John Copeland

John Copeland’s work is characterized by expressive mark making; thick, impasto oils, and heavily wrought scenes where exuberant brush strokes disrupt and distort the narrative. Using found photos and print media as a starting point, Copeland appropriates and transforms his chosen imagery, using a fierce intensity of mark making to create complex compositions that hint at insidious, visceral drives amongst otherwise ordinary tableaus.

Copeland’s work continues a postmodernist project of interrogating an increasing distance between surface and substance, routine and the existential state of being. Whilst Copeland’s work has always trod heavy psychological stomping ground: the death drive, media and the art world, parties and play, spectatorship, and the psyche, Heavy Reverb is Copeland’s most ideologically incisive to date, fine tuned over the pandemic months: ‘These works are the result of a merciless period of trying to get to the heart of it. Trying to recalibrate the balance, while at the same time ending up somewhere new’.
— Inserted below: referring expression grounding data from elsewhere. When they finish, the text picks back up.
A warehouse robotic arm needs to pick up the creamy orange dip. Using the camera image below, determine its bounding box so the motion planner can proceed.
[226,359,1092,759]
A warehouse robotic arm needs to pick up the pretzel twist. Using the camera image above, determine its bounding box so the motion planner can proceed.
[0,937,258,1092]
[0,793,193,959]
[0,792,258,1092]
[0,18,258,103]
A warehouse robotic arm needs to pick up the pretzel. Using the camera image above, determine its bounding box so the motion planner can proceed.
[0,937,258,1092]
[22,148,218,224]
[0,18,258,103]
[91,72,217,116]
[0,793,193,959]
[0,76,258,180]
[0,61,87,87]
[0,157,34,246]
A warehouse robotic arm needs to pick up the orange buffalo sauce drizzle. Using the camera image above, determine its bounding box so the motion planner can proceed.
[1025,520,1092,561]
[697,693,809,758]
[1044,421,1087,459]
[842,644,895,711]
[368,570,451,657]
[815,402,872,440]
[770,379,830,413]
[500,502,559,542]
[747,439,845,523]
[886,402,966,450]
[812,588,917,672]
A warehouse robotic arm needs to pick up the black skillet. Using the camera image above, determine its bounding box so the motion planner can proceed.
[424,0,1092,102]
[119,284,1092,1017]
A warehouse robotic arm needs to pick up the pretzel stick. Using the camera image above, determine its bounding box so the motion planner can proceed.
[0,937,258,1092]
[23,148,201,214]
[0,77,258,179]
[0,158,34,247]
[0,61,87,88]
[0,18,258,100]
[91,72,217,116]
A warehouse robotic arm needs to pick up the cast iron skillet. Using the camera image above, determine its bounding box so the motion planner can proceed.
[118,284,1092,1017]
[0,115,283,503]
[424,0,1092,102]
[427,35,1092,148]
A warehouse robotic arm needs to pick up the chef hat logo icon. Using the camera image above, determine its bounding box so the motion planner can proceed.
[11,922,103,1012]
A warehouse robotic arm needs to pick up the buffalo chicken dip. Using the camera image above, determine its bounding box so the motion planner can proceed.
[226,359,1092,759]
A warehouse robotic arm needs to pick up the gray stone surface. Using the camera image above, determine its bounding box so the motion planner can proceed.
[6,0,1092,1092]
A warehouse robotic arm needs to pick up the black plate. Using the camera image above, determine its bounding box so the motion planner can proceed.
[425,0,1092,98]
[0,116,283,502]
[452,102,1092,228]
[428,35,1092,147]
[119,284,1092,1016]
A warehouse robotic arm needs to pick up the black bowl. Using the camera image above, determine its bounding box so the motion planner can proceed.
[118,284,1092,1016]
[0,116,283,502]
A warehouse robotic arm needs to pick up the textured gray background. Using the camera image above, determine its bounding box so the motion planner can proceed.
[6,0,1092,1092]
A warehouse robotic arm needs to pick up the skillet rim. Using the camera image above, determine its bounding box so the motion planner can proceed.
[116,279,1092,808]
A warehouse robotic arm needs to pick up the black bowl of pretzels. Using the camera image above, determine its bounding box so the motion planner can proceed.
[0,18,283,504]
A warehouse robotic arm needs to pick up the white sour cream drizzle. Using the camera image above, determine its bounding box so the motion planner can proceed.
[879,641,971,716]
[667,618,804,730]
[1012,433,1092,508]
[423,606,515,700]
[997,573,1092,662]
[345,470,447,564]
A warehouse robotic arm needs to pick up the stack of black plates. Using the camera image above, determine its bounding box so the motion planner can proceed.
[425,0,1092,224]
Tactile and tangible, the surface of Copeland’s paintings relate directly to the the fleshy corporeality of the forms that pervade his imagery. The works in the exhibition are each playful explorations of the act of looking: figures engage with easels and canvases, jostling for space with pastiches of the space in which they themselves inhabit. Heavy Reverb is a confrontational exhibition, asking viewers to question their own place amongst images in the 21st century.

Born in California in 1976, John Copeland studied at the California College of Arts and Crafts, where he gained a BFA in 1998. Copeland’s work has been exhibited internationally in Copenhagen, Bologna, Zurich, New York, Leipzig and most recently at the Newport Street Gallery in London. He lives and works in New York.